L'objectif est d'atteindre 60% avant la fin de l'année. Pendant les trois ans d'exonération, les équipements seront vendus à 10. 000 FCFA. Après les trois ans, ils passeront au prix normal, c'est-à-dire 16. 000 FCFA".

Exonération d'impôts pour SEMLEX

Le projet de loi de ratification de l'ordonnance nº2010-390 du 8 mai 2019 portant légalisation du régime fiscal et douanier prévu par le Contrat de partenariat en vue de l'élaboration du Registre national des personnes physiques en Côte d'Ivoire, conclu par l'État ivoirien le 8 avril 2019 avec la société SEMLEX Côte d'Ivoire a été adopté à la majorité des députés présents.

« En termes de fiscalité l'impôt prélevé sur une carte produite est de 490 FCFA. L'État prend donc en charge les 2/3 du coût de production, le tiers restant est à la charge des populations. Toutes ces mesures sont prises pour réduire le déficit budgétaire de la Côte d'Ivoire qui est de 650 milliards de FCFA (3%), le plus bas de l'espace UEMOA. En Côte d'Ivoire, la Carte nationale d'identité a toujours été payante.

Mais en 2009, il y a eu une mesure spéciale pour les élections de sortie de crise, avec la gratuité de la CNI. Cette fois, il s'agit d'une production massive et si l'exonération n'est pas accordée à l'opérateur choisi, la CNI reviendrait à 14. 000 voire 15. 000 FCFA.

Cette exonération vise donc à réduire le coût de la CNI pour la ramener à 5. 000 FCA. La fiscalité sur le coût de production d'une CNI est de 490 FCA par carte produite.

L'État n'a pas les ressources pour payer plus de 100 milliards de FCA pour rendre la CNI gratuite. Le passeport biométrique coûte 40. 000 FCFA. Ceux qui doivent voyager en ont forcément besoin. Il est en est de même pour la CNI.

En la matière, la Côte d'Ivoire n'est pas une exception. Le Budget de l'État tourne autour 8. 000 milliards de FCFA, mais quand on en déduit les dépenses liées au service de la dette, aux investissements et au fonctionnement de l'État avec les salaires et autres, ce qui reste ne peut pas couvrir les coûts de production de la CNI.

Les facilités accordées à l'opérateur choisi à travers son installation sur le site du VITIB, à Grand-Bassam, ont pour seul objectif, non pas de renflouer les caisses de l'État, mais de réduire le coût de la CNI », a expliqué l'émissaire du Président de la République.
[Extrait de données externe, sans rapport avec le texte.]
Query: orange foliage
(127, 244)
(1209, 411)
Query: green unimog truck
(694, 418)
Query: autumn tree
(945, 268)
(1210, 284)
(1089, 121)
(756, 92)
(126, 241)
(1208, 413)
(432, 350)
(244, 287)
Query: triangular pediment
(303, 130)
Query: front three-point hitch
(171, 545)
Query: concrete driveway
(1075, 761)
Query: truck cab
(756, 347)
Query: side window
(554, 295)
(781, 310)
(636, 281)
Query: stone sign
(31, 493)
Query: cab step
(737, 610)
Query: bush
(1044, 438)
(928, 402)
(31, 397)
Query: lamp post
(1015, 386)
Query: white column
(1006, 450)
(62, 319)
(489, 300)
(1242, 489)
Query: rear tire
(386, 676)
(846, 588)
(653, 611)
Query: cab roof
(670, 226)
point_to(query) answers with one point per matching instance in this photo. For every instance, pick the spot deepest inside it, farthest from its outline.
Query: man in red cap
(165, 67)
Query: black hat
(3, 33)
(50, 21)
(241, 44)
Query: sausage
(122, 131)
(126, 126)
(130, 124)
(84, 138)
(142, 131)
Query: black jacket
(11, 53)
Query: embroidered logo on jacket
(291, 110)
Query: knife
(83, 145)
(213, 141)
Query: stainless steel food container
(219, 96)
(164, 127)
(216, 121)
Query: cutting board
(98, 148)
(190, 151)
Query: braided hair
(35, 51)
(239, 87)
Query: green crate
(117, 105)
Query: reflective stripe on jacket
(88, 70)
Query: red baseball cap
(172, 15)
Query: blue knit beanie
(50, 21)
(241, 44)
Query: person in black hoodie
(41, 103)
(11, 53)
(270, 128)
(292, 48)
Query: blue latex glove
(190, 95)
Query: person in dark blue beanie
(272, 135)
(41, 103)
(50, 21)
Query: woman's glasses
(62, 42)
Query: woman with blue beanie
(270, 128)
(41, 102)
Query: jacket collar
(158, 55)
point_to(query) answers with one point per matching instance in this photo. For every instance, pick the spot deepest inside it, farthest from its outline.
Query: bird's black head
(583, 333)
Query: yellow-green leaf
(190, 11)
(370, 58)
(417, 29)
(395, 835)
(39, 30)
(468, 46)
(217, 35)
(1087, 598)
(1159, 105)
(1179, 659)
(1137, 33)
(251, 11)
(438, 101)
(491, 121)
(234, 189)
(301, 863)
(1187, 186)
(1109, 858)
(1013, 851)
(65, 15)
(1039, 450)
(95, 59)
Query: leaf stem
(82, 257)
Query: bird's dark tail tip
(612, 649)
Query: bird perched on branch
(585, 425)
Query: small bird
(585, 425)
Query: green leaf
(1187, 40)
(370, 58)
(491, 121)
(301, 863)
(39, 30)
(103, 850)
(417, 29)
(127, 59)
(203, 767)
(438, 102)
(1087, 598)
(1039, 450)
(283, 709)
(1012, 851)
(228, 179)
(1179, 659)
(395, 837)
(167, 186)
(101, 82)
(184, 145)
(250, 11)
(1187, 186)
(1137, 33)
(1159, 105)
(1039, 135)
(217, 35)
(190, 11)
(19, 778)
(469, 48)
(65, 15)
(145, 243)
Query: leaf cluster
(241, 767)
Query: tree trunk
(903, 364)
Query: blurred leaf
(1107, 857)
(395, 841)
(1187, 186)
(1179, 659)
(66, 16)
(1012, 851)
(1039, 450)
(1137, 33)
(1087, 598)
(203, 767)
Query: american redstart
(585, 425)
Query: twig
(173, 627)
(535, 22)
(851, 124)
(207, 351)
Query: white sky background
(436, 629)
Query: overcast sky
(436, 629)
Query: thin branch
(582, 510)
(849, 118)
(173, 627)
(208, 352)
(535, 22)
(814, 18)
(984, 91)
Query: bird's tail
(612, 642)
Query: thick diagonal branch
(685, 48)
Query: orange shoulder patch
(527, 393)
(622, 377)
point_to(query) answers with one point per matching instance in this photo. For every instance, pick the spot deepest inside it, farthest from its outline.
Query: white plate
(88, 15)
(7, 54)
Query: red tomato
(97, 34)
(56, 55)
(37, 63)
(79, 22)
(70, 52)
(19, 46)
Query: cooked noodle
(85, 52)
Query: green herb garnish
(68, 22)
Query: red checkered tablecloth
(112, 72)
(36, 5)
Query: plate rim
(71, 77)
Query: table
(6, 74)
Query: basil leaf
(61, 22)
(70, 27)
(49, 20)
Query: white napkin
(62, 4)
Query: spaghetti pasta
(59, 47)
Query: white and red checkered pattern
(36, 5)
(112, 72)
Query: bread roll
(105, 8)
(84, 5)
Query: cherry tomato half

Les groupes parlementaires PDCI-RDA et Rassemblement ont voté contre ce projet de loi, tout comme ils ont voté contre le projet de loi ratifiant l'ordonnance nº2019-289 du 3 avril 2019 fixant le taux du Droit unique de sortie (DUS) sur les exportations de noix de cajou, le projet de ratification de l'ordonnance nº2017-822 du 14 décembre 2017 instituant une taxe sur les exportations de noix brutes de cajou pour le soutien au développement durable de la filière anacarde et le projet de ratification de l'ordonnance nº2017-769 du 22 novembre 2017 modifiant les articles 151, 166, 277 et 623 du Code général des Impôts.